Sans surprise, c’est le cas de Mayotte et de sa saison des pluies. Pour autant, ce phénomène récurrent peut-il dédouaner l’administration de sa responsabilité? Dans sa réponse à la question d’un sénateur de Moselle sur la possibilité, ou non, d’invoquer l’impossibilité de reboucher les trous instantanément suite à des intempéries, le ministère de l’Intérieur répond : « Le caractère suffisant de l’entretien de l’ouvrage public s’apprécie également en fonction de la connaissance du danger par le maître d’ouvrage, du degré de prévisibilité de celui-ci, de la manière dont il peut être évité ou des modalités dans lesquelles il peut y être mis fin. »Que doit-on comprendre? Qu’une institution ne peut pas, en effet, prévoir l’imprévisible, mais que la remise en état de la voirie fait tout de même partie de son obligation d’entretien. Il lui appartiendra donc de prouver que le maximum a été mis en œuvre. Spécialisé en droit public, Éric Dugoujon est avocat à La Réunion et connait bien le territoire de Mayotte pour y intervenir régulièrement. Il explique : « En cas de sinistre, la collectivité doit de toute façon prouver qu’elle a pris toutes les mesures nécessaires. Si elle parvient à prouver que ses équipes étaient sur 10 endroits à la fois pour reboucher des trous, et qu’un accident a eu lieu sur un onzième lieu, il est évidemment compréhensible qu’elle ne puisse pas être partout. Le tribunal appréciera sa responsabilité en fonction des moyens déployés pour prévoir au mieux. De même, si un automobiliste casse son essieu sur un trou apparu deux jours avant, il est tout aussi évident qu’un temps d’intervention est nécessaire et qu’une remise en état ne peut pas être instantanée. »En revanche, « La collectivité aura du mal à prouver qu’elle a tout mis en œuvre si des trous sont présents depuis six mois sur la route sans avoir été comblés.

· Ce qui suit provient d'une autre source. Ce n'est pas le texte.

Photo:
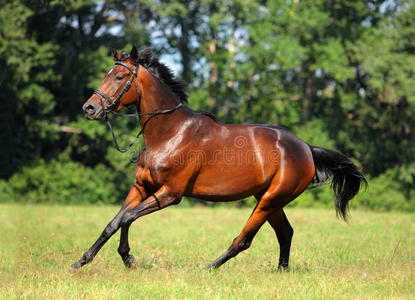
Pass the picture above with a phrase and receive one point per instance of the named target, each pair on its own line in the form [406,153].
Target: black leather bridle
[114,103]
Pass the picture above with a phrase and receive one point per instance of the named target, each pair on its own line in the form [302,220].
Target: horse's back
[236,161]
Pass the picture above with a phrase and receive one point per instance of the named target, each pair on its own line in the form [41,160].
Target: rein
[114,103]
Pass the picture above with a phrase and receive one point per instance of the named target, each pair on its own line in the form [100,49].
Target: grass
[372,257]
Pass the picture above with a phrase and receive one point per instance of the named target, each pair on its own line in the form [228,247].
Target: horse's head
[117,90]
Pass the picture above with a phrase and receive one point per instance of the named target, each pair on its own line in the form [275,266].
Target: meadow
[372,257]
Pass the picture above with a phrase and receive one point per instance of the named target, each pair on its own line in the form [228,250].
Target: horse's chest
[159,163]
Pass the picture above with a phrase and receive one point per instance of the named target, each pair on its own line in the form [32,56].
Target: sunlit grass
[372,257]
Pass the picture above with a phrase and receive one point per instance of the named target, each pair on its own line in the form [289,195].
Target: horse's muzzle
[91,112]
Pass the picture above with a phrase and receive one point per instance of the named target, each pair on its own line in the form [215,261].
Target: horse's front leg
[134,198]
[136,195]
[164,197]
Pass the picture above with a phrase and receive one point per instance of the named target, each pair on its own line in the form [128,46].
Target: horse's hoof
[283,268]
[76,266]
[210,267]
[130,262]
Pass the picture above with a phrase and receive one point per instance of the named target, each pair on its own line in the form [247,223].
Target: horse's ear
[134,54]
[117,56]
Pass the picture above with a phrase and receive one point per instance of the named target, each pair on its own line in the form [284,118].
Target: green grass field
[372,257]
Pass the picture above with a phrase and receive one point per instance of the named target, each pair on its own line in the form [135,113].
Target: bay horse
[189,153]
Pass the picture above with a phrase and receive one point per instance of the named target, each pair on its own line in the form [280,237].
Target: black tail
[346,178]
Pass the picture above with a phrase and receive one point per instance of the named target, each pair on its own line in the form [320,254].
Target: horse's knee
[240,246]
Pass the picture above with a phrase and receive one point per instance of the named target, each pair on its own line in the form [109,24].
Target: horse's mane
[150,60]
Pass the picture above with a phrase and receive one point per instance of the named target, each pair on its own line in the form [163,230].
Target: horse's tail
[346,178]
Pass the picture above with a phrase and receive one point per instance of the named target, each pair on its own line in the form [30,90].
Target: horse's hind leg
[284,232]
[243,241]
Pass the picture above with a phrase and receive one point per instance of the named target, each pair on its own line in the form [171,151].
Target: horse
[189,153]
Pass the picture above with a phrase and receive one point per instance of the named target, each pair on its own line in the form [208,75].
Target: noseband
[114,104]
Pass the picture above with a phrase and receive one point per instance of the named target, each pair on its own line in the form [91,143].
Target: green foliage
[64,183]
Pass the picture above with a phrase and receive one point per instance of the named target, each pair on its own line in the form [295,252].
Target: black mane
[150,60]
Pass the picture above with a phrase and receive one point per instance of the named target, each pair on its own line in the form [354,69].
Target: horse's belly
[224,184]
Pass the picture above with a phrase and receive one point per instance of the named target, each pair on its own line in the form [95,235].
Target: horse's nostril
[90,109]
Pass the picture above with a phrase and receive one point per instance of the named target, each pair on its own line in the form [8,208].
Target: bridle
[114,104]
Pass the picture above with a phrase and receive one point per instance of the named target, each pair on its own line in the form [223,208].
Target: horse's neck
[155,96]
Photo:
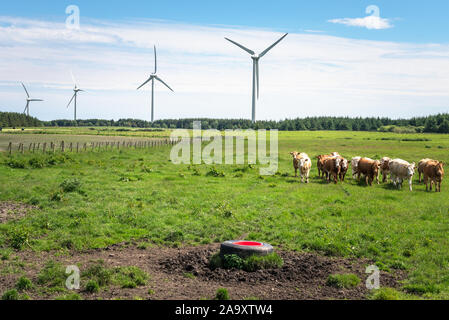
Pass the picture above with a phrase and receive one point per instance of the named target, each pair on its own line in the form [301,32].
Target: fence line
[94,146]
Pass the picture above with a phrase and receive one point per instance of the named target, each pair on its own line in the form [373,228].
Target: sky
[341,58]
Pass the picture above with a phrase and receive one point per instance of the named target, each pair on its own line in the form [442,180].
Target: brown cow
[320,164]
[433,171]
[344,166]
[332,167]
[370,169]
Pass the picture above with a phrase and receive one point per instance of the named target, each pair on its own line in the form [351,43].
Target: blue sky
[337,60]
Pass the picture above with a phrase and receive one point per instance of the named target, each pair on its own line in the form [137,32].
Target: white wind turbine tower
[256,58]
[75,95]
[153,77]
[27,107]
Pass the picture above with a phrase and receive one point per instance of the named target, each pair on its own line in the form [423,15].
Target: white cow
[354,165]
[305,165]
[401,170]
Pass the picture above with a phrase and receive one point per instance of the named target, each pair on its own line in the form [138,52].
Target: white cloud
[369,22]
[306,74]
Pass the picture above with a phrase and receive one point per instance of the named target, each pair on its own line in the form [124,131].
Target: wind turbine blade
[272,46]
[155,60]
[149,79]
[157,78]
[257,77]
[25,90]
[251,52]
[73,77]
[73,97]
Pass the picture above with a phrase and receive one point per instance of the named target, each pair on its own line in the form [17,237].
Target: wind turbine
[27,107]
[75,95]
[256,58]
[153,77]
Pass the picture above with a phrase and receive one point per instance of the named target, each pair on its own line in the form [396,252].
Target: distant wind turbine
[256,58]
[153,77]
[27,107]
[75,95]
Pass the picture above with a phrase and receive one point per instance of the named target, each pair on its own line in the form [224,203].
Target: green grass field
[94,199]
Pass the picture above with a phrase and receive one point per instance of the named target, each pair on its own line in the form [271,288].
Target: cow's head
[344,164]
[303,162]
[337,163]
[439,171]
[411,169]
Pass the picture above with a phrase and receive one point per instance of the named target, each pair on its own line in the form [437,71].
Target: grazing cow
[332,168]
[320,164]
[433,170]
[305,164]
[385,168]
[344,166]
[370,169]
[401,170]
[354,164]
[421,165]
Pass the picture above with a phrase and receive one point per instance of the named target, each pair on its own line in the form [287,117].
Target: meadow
[95,199]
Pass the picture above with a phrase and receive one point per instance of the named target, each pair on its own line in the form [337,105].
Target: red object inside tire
[249,243]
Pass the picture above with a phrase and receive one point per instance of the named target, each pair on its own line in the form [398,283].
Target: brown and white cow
[385,168]
[295,154]
[354,165]
[401,170]
[344,166]
[433,172]
[302,162]
[332,168]
[421,165]
[370,169]
[320,164]
[305,165]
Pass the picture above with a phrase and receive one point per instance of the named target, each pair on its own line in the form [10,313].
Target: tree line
[12,119]
[430,124]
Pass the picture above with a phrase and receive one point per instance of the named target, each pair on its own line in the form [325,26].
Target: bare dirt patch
[13,211]
[184,274]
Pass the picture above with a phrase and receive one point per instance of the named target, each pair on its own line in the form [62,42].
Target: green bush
[11,295]
[24,284]
[70,185]
[92,286]
[72,296]
[18,237]
[343,281]
[222,294]
[52,275]
[129,277]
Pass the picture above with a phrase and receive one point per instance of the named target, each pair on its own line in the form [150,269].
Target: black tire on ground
[244,251]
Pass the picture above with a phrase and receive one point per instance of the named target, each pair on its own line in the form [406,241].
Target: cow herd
[333,167]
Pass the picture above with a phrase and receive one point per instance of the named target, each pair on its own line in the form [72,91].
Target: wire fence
[76,147]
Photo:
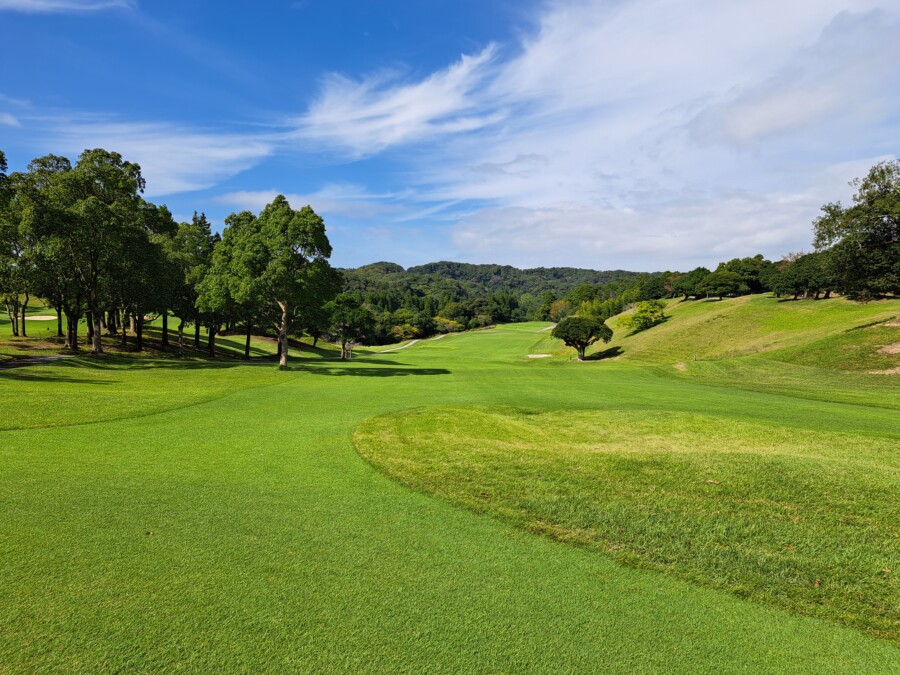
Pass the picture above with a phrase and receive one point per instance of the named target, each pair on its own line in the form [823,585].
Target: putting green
[231,526]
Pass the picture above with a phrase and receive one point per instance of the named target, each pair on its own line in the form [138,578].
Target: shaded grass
[799,519]
[162,514]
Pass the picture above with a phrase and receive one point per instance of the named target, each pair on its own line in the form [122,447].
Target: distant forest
[82,239]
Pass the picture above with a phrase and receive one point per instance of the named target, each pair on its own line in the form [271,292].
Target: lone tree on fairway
[350,321]
[580,332]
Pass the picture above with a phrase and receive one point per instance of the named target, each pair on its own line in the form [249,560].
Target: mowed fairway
[239,529]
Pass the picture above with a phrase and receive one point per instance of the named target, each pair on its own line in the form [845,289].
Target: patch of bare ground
[890,349]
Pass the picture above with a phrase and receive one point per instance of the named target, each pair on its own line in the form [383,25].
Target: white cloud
[660,132]
[9,120]
[50,6]
[366,116]
[172,158]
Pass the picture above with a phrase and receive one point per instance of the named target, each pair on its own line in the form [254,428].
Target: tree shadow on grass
[608,353]
[40,376]
[365,369]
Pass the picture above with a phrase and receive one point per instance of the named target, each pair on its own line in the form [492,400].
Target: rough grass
[800,519]
[214,516]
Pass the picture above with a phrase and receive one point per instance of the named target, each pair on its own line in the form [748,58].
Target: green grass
[163,515]
[797,518]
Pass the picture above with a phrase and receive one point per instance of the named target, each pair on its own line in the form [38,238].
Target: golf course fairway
[217,517]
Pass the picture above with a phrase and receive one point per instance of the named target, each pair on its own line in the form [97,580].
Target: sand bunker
[891,349]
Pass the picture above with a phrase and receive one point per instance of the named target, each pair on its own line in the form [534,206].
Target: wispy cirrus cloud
[173,158]
[9,120]
[363,117]
[334,199]
[644,130]
[63,6]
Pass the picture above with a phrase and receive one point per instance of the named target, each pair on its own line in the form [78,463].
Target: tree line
[83,239]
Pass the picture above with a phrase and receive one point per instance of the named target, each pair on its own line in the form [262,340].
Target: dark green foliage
[863,240]
[722,282]
[580,332]
[350,322]
[647,314]
[809,275]
[752,273]
[689,284]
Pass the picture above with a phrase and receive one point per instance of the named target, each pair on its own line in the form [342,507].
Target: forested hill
[483,278]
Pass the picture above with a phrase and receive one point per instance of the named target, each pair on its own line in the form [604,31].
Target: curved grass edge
[877,623]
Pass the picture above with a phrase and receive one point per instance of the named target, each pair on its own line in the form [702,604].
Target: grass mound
[747,325]
[797,518]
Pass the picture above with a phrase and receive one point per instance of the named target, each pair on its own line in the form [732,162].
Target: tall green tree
[351,322]
[863,240]
[580,332]
[101,200]
[297,270]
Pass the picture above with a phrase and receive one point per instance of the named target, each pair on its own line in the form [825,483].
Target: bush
[646,315]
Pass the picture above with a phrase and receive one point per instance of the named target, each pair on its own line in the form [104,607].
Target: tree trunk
[97,345]
[282,335]
[24,305]
[13,313]
[72,331]
[89,338]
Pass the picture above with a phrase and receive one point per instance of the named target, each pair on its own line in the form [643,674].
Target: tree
[647,314]
[233,285]
[720,282]
[863,240]
[580,332]
[100,199]
[189,252]
[688,284]
[350,322]
[560,309]
[291,251]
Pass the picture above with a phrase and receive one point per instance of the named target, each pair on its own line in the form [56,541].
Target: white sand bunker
[891,349]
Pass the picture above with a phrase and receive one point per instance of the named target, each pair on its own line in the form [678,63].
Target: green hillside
[759,342]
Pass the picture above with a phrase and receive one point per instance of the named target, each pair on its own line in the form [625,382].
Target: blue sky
[636,134]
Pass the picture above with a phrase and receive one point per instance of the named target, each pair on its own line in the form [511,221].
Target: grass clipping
[799,519]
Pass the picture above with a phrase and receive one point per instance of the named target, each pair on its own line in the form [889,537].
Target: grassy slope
[243,531]
[797,518]
[757,342]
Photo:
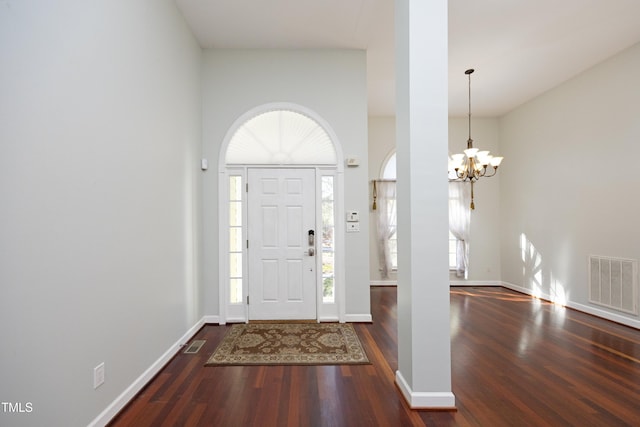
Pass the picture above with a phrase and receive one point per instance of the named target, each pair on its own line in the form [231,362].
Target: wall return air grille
[613,283]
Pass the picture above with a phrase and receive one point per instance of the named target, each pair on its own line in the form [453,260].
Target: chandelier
[473,164]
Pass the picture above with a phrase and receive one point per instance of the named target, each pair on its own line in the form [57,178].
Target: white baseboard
[355,318]
[444,400]
[211,319]
[579,307]
[475,283]
[124,398]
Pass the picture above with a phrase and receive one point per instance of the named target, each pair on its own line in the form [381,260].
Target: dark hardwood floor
[516,361]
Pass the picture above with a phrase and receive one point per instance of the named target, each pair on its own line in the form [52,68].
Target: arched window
[281,137]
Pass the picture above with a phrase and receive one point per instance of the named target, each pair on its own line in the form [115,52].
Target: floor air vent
[613,283]
[195,347]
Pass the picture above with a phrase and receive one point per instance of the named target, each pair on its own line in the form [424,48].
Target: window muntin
[281,137]
[235,239]
[328,240]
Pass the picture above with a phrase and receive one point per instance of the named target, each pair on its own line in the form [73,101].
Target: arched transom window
[281,137]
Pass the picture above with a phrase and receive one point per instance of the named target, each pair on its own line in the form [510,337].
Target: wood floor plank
[516,360]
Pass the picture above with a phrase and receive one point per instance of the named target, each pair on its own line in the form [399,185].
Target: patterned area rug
[290,344]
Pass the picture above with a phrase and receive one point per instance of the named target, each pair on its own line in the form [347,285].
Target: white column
[424,343]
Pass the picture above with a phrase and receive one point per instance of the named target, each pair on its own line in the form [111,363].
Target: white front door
[282,259]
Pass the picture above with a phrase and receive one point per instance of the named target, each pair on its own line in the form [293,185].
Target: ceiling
[519,48]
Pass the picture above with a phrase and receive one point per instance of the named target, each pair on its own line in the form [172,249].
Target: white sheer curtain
[459,220]
[386,206]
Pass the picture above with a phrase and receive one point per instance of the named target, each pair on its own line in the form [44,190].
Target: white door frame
[238,312]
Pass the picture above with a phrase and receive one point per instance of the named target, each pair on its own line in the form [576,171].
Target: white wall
[570,181]
[332,83]
[100,108]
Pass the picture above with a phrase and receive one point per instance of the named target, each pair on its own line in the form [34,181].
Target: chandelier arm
[495,170]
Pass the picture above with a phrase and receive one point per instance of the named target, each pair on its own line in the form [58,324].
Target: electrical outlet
[98,375]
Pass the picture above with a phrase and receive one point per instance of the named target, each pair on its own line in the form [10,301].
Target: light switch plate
[353,227]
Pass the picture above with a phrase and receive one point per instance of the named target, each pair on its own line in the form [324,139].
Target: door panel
[282,278]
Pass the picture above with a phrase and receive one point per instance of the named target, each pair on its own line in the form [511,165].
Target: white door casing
[282,257]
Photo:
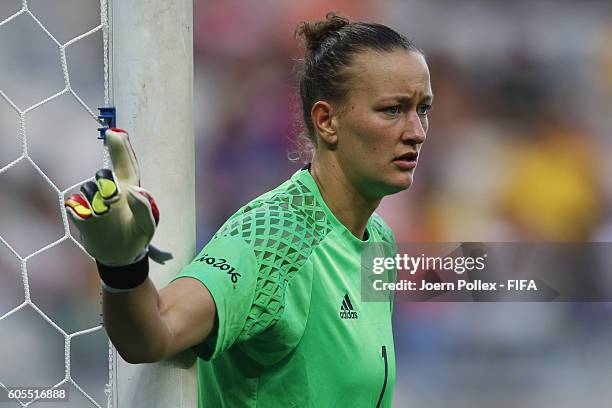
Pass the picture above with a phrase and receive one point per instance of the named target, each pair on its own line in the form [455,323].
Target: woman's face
[383,123]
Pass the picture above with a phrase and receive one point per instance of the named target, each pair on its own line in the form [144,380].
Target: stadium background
[518,149]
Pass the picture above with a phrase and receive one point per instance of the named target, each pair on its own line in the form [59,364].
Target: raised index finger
[122,156]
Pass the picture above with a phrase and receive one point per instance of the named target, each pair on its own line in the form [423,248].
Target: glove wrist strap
[117,279]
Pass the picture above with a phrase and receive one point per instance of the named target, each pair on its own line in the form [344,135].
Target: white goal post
[151,87]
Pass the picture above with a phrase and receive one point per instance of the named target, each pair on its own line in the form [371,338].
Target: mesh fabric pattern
[283,228]
[383,229]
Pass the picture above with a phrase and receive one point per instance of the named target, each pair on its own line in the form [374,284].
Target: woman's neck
[350,207]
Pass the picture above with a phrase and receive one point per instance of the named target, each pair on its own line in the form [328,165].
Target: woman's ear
[322,115]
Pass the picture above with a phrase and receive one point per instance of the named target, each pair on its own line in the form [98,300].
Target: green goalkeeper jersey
[292,330]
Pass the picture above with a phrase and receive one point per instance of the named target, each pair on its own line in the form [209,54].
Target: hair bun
[314,34]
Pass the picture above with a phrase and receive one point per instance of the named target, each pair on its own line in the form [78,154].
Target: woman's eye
[393,110]
[423,109]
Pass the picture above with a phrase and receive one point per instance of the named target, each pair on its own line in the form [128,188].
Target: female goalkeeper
[272,305]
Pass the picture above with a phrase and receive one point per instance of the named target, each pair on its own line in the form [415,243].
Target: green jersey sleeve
[249,268]
[228,269]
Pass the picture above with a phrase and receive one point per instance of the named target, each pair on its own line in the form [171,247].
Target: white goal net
[56,69]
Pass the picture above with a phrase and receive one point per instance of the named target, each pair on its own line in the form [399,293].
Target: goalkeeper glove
[115,217]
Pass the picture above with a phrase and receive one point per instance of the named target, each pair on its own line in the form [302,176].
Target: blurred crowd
[518,150]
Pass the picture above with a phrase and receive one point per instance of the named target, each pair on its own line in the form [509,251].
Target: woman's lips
[405,164]
[406,161]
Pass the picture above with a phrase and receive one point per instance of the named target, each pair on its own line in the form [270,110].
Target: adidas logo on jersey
[346,309]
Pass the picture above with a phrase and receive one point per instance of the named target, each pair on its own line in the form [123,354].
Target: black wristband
[124,277]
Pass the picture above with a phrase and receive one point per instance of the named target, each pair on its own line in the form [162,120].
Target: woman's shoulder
[287,211]
[381,229]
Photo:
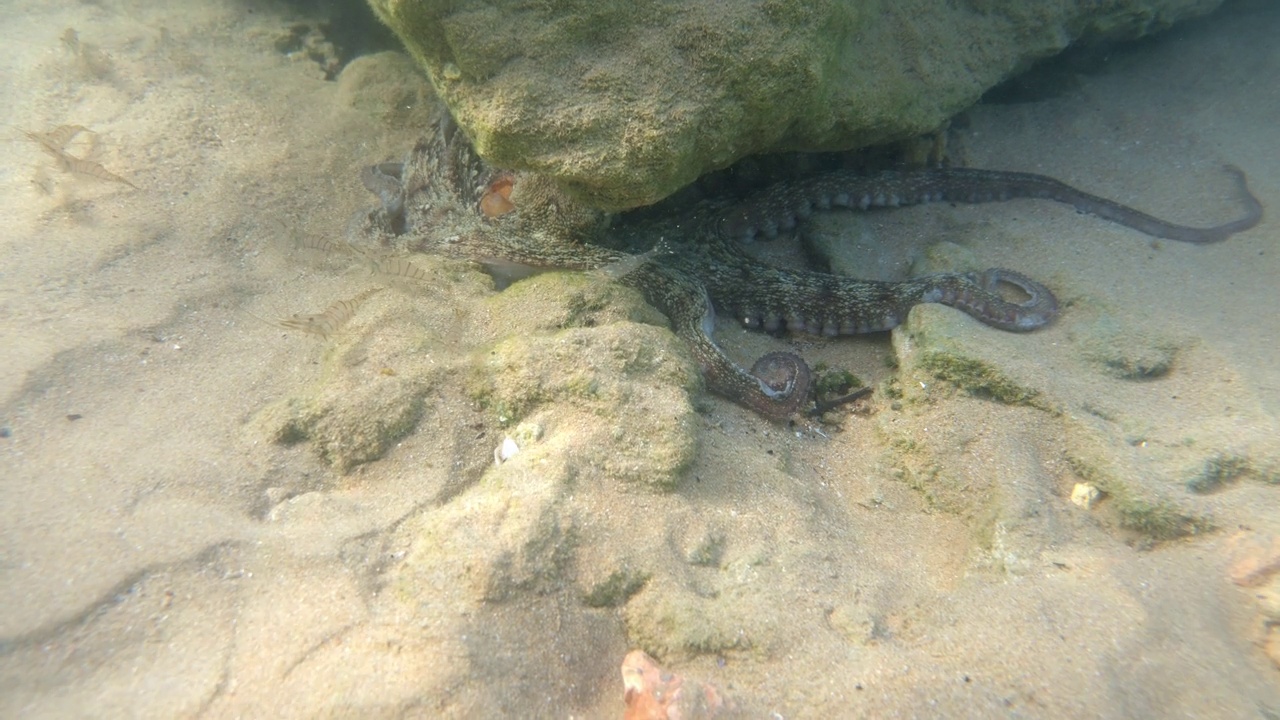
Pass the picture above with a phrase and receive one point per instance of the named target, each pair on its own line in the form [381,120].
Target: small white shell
[506,451]
[1086,495]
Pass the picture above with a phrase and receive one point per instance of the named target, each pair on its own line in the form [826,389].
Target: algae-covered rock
[369,393]
[510,534]
[1124,351]
[672,621]
[622,388]
[387,86]
[940,343]
[624,103]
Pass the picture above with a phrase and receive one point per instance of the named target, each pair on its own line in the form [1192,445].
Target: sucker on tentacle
[693,265]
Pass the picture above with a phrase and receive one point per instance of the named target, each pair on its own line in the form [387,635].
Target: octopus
[691,265]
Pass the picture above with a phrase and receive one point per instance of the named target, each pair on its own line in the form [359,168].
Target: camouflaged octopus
[443,199]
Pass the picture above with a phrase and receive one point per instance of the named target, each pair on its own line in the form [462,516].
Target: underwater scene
[639,360]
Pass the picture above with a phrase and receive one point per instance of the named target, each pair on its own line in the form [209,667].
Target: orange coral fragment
[497,200]
[652,693]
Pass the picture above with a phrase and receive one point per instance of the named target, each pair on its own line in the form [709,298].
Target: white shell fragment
[506,451]
[1086,495]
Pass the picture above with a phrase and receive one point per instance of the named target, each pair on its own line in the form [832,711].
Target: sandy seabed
[160,556]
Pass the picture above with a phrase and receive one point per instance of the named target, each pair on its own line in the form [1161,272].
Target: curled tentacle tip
[785,381]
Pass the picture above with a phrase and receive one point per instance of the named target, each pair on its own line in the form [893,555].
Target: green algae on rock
[622,104]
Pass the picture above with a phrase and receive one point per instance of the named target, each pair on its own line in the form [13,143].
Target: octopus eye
[497,200]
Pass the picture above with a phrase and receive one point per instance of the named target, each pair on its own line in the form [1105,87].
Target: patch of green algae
[1137,509]
[369,395]
[976,377]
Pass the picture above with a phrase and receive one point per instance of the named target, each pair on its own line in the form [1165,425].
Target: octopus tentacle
[778,383]
[782,206]
[830,305]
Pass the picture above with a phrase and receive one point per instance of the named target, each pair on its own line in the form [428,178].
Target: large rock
[624,103]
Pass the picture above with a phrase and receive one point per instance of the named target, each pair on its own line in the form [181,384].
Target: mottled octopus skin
[693,265]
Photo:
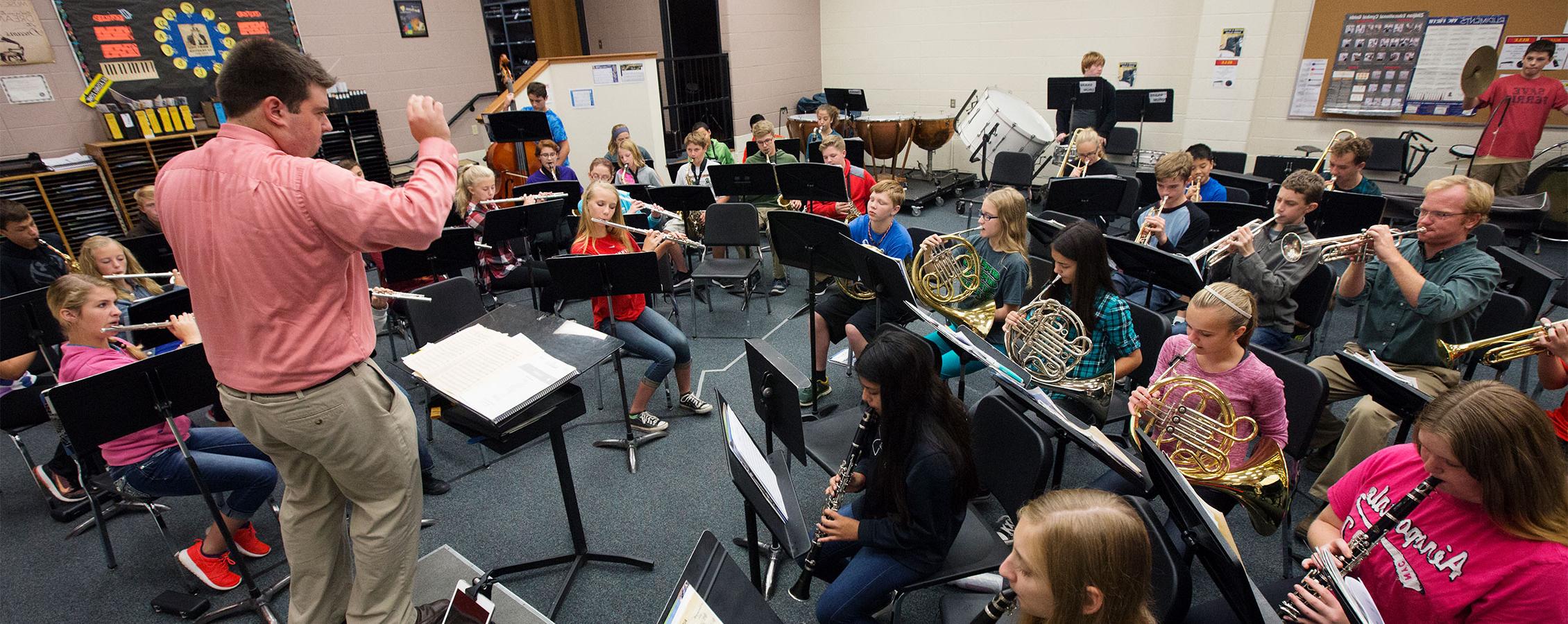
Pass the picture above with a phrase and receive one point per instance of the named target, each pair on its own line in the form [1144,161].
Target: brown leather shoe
[430,612]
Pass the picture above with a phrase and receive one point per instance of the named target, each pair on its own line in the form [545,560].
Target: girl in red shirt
[645,331]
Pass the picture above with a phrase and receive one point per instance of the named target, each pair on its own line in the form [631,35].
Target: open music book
[486,370]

Tout ouvrage public doit être entretenu, quel que soit son usager, qu’il soit à pied ou motorisé. C »est particulièrement vrai pour les routes, qui sont des ouvrages à usage courant, très fréquentés, avec donc une exigence d’entretien très forte. Une collectivité ne pourra pas prétendre, en cas de litige, qu’il faut s’adapter à un mauvais état de la voirie, si elle souffre d’un manque d’entretien. »Souhaitons donc que les projets annoncés et la volonté affichée des différents acteurs débouchent rapidement sur des améliorations visibles, afin que le réseau de Mayotte tienne enfin… la route.